Ambivalence of patients regarding zero tolerance policies
There is a lack of basic knowledge among patients regarding risks associated with alcohol or tobacco consumption during pregnancy. Mild alcohol consumption during pregnancy is considered by most of the patients as harmless for the foetus [14]. There is a clear cultural influence, in Europe, wine, beer, champagne consumption are in general associated with a social activity, and a positive image. These substances are not considered as toxic. Social representation of tobacco consumption does not benefit from the same positive image, probably because smoking is often considered as an individual activity. The position of the parents about alcohol and smoking is another potential explanation. Indeed, in most of the cases, the position of parents is to ban smoking and rather to tolerate moderate alcohol consumption [15]. Alcohol consumption and smoking are respectively associated with two different levels of harmfulness. Smoking is in general considered as a more addictive habit than alcohol. The same with smoking related diseases, considered as more serious that health complications related to alcohol consumption. This explains and supports ambivalence about zero tolerance policies when consumers and caregivers are surveyed.
Patient’s emotions can be perceived as hurdles by inexperienced caregivers when prevention and treatments need to be initiated.

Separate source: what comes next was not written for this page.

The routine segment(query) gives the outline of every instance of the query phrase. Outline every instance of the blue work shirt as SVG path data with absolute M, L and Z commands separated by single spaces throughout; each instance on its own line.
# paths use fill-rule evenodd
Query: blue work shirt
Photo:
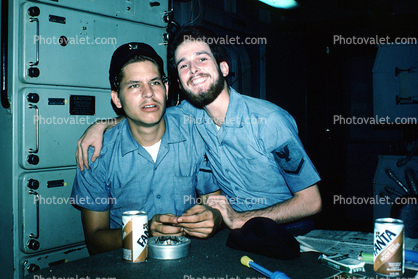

The stress of the patient as well as an aggressive behaviour is not easy to manage even for addiction experts. If there is no fight against these emotions, if these emotions are adequately identified, validated by the caregiver, they can be used to develop efficient prevention and effective treatment. These emotions are potential doors that could create a space where the patient will be able to discuss the cause of the toxic substance consumption: tension on the workplace, conjugal problems, and inadequate stress management. That looks easy, but such patient management requires important skills and development of a reciprocal trust relationship between the patient and the caregiver. This essential step will allow further elaboration of a therapeutically strategy using different tools like group therapy, behavioural approach, motivational interviews, sophrological intervention, meditation techniques, and yoga.
It is important to keep in mind that when caregivers have to deal with addictions problems, the principal goal is not to stop or reduce the consumption but more to reduce associated risks. This is the best way to create an alliance with the patient.